Police Activity - Machine Learning (Python)
This a dataset on traffic stops by police traffic in Rhode Island, United States of America. Let’s first import the data using pandas, which is a Python package, and do some validation and error checking. Do note that error checking is extremely important to be done as soon as possible, at it avoids us from more grim future problems.
# Import the pandas library as pd
import pandas as pd
# Read 'police.csv' into a DataFrame named ri
ri = pd.read_csv('police.csv')
# Examine the head of the DataFrame
print(ri.head())
# Count the number of missing values in each column
# .sum() method count the value of nulls where True = 1 and False = 0
# Thus the number of counts in each columns represent the number of missing values
print(ri.isnull().sum())
state stop_date stop_time county_name driver_gender driver_race \
0 RI 2005-01-04 12:55 NaN M White
1 RI 2005-01-23 23:15 NaN M White
2 RI 2005-02-17 04:15 NaN M White
3 RI 2005-02-20 17:15 NaN M White
4 RI 2005-02-24 01:20 NaN F White
violation_raw violation search_conducted search_type \
0 Equipment/Inspection Violation Equipment False NaN
1 Speeding Speeding False NaN
2 Speeding Speeding False NaN
3 Call for Service Other False NaN
4 Speeding Speeding False NaN
stop_outcome is_arrested stop_duration drugs_related_stop district
0 Citation False 0-15 Min False Zone X4
1 Citation False 0-15 Min False Zone K3
2 Citation False 0-15 Min False Zone X4
3 Arrest Driver True 16-30 Min False Zone X1
4 Citation False 0-15 Min False Zone X3
state 0
stop_date 0
stop_time 0
county_name 91741
driver_gender 5205
driver_race 5202
violation_raw 5202
violation 5202
search_conducted 0
search_type 88434
stop_outcome 5202
is_arrested 5202
stop_duration 5202
drugs_related_stop 0
district 0
dtype: int64
Since we already knows our data came from the state of Rhode Island, the ‘state’ column is obsolete. Also, since the county_name has the same number of missing/null values as to the total number of rows in the dataset(which means all values in that column are missing value), we can also remove that column
# Examine the shape of the DataFrame
print(ri.shape)
# Drop the 'county_name' and 'state' columns
# Axis specify if we are removing the rows or the columns
# inplace=True allow us to modify the dataset directly without the need to
# create new assignment such as ri = ri.drop(['county_name', 'state'], axis='columns')

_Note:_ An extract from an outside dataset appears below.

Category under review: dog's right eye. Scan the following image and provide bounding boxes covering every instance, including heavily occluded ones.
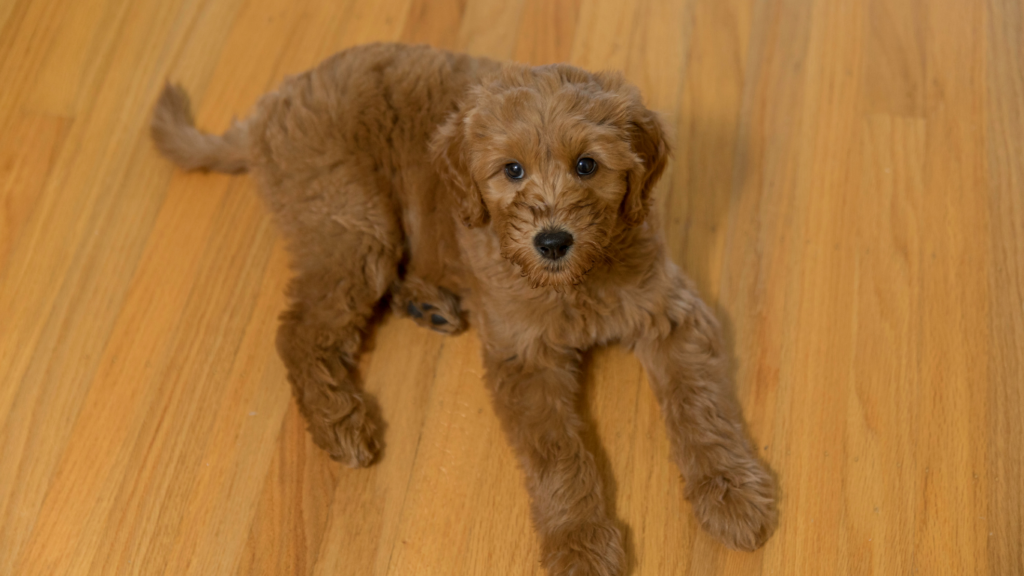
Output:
[505,162,526,180]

ri.drop(['county_name', 'state'], axis='columns', inplace=True)
# Examine the shape of the DataFrame (again)
print(ri.shape)
(91741, 15)
(91741, 13)
Now, let’s examine the missing values and remove them.
# Count the number of missing values in each column
print(ri.isnull().sum())
# Let's say that the 'driver_gender' is crucial in our analysis, and any rows that have missing
# values in this column are considered not useful anymore. We can specify using subset=[] to tell
# Python which column to check for the na. If an na is found in that particular column, then
# the row are dropped
# Drop all rows that are missing 'driver_gender'
ri.dropna(subset=['driver_gender'], inplace=True)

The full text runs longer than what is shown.